Glam-pop German quartet a big teen hit
LOS ANGELES—Move over Jonas Brothers, the Kaulitz twins are moving
in.
The 18-year-old Kaulitz brothers make up half of Tokio Hotel, a
German glam-pop quartet that is creating Beatles-like hysteria
among the teen set in their native land.
They've sold close to 3 million CDs and DVDs in their country, and
are hoping to replicate that rabid fan base in the United
States.
"They're the steppingstone between the tween stuff and My Chemical
Romance," says Andrew Gyger, senior product manager for Virgin
Entertainment Group, a few days after the foursome appeared at
Virgin's Times Square store in New York in May to
promote its English-language album, "Scream."
"The in-store was massive in terms of sales and
the amount of girls that showed up," Gyger says, relaying stories
of at least one girl fainting and screaming teens lining up around
the block for the event. "The band seems to have come out of
nowhere."
Actually, Tokio Hotel came out of the Internet. A YouTube search
shows 123,000 video listings compared with 88,100 for the Jonas
Bros. or 21,000 for grizzled veteran Bruce Springsteen. To further sate their
young fans' appetite, for the last six months the band has produced
weekly episodes of Tokio Hotel TV for its U.S. Web site.
The look
For Tokio Hotel, the visual is as vital as the vocals and is
propelled by lead singer Bill Kaulitz's anime look: straightened,
teased black hair; heavy eye makeup that accentuates his delicate,
androgynous, doll-like features; chain necklaces and vintage rock
'n' roll T-shirts. He's so thin he appears almost one dimensional
onstage, adding to the cartoonlike appeal. But to hear him tell it,
his look comes by way of Transylvania, not Japan.
When he was 10, Bill Kaulitz dressed as a vampire for Halloween and
adopted the styling year-round.
"After that, I started to color my hair and polish my nails. I
started to wear makeup and stuff. I'd never heard of [anime]," Bill
Kaulitz said in an interview at the Avalon Hollywood before the group's
sold-out show in Los Angeles.
He, his brother, bassist Georg Listing, 20, and drummer Gustav
Schafer, 19, are squashed together in a leather booth in the lounge
one floor above the Avalon stage. Both he and Tom speak very good,
albeit heavily accented, English, although an interpreter stands by
in case any translation is needed.
Tom Kaulitz, the older brother by 10 minutes ("A lot of people
think Bill is the boss, but I am the boss," he laughs), developed
his hip-hop/dreads look when he was 7 or 8, in part as a way to
differentiate himself from his identical twin. "When we were 6, we
looked the same," Tom Kaulitz said. "We had sweat shirts with [the
names] Bill and Tom so that teachers had a chance to know who's
who."
The Kaulitz brothers began playing guitar when they were
7—the instruments were gifts from their musician stepfather.

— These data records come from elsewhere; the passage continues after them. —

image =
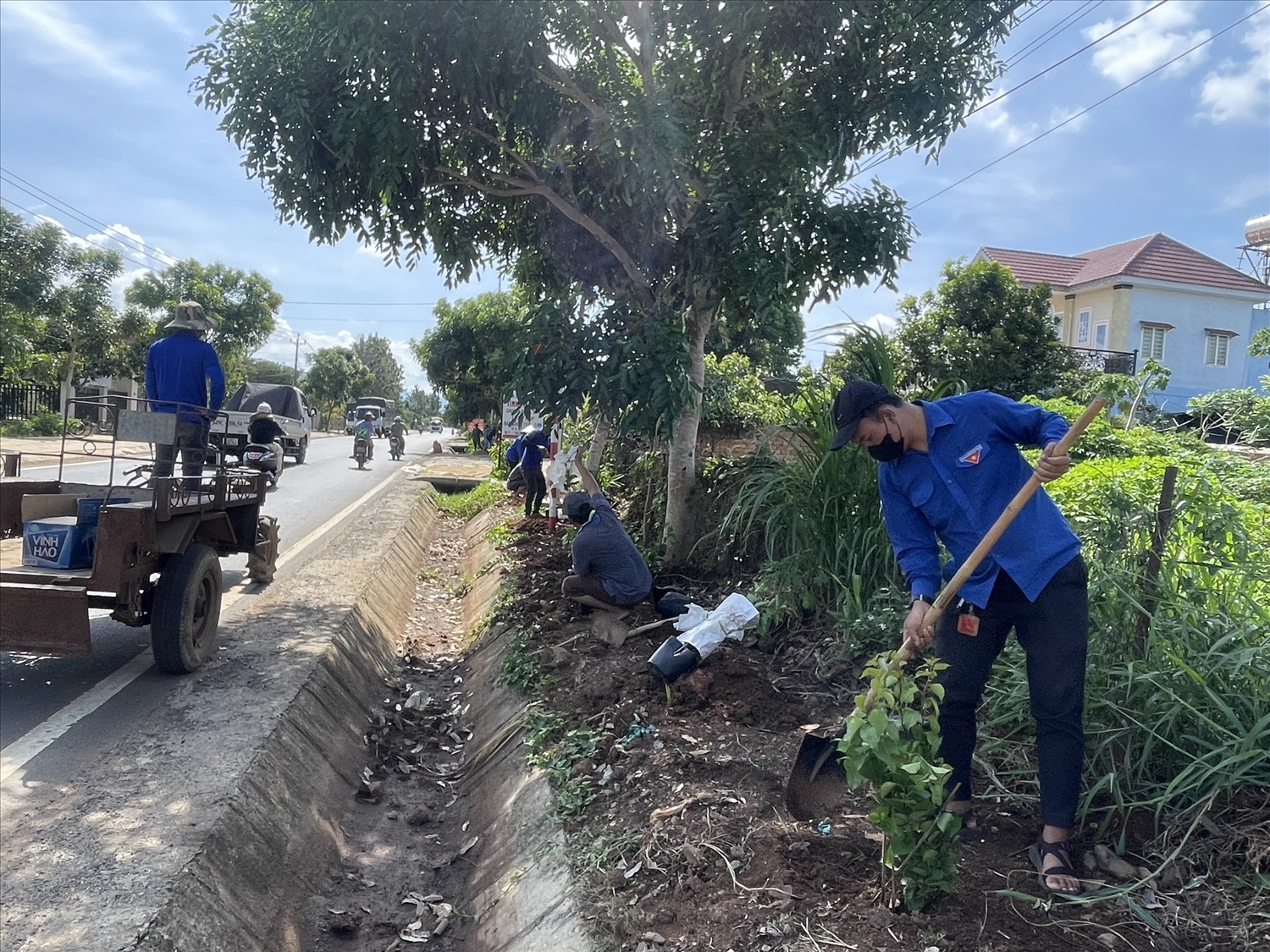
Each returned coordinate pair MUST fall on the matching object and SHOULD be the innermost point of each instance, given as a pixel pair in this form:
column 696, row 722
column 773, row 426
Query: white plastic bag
column 728, row 621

By the time they were in their midteens, they were playing in
clubs, often to less than five people, and Listing and Schafer had
joined the band.
Their mother's backing was not only desired, but vital: "We needed
the support of our parents because we had no car, no money," Bill
Kaulitz says.
Mom has long since stopped driving the band to gigs; they have
people who do that for them now as they have accumulated a team
during their meteoric rise. The group's first single, "Through the
Monsoon," went to No. 1 in Germany in 2005, two No. 1 albums and
sold-out European tours followed.
Fan on the run
The fan frenzy in Germany has reached epic proportions, such as
when a group of teen girls delivered a fan letter that was more
than 7 miles long. After seeing a young fan repeatedly at shows in
different cities, the band later learned that she was a runaway who
had left home to follow the group. "It's still crazy to us," Bill
Kaulitz says of the distaff attention.
After witnessing the spectacle at the band's February appearance at
New York's Gramercy Theatre, Amy Doyle, MTV's senior VP of music
and talent, became a convert. "I could not believe the line outside
of screaming teen girls," she said. "It reminded me of the audience
of the late '90s and 2000 for Backstreet Boys and 'N Sync."
Following that performance, MTV added the video for "Ready, Set,
Go" into heavy rotation, as well as highlighted the band online, on
MTV2 and on "TRL." Tokio Hotel writes a tour diary for MTV.com,
which, Doyle says, had elicited more reader comments than any
previous tour diary.
But the band has a long way to go before they reach Backstreet or
'N Sync like sales—since the group's CD was released in May,
it has sold just over 23,000 copies. Tokio Hotel's U.S. label,
Cherrytree/Interscope, has yet to take the first single, "Monsoon,"
to radio, but Doyle says the whole package is the band's selling
point.
"Radio always helps, but there's a connection that clearly is made
when the audience sees them that you can't connect with just a
song; fans are making an emotional connection."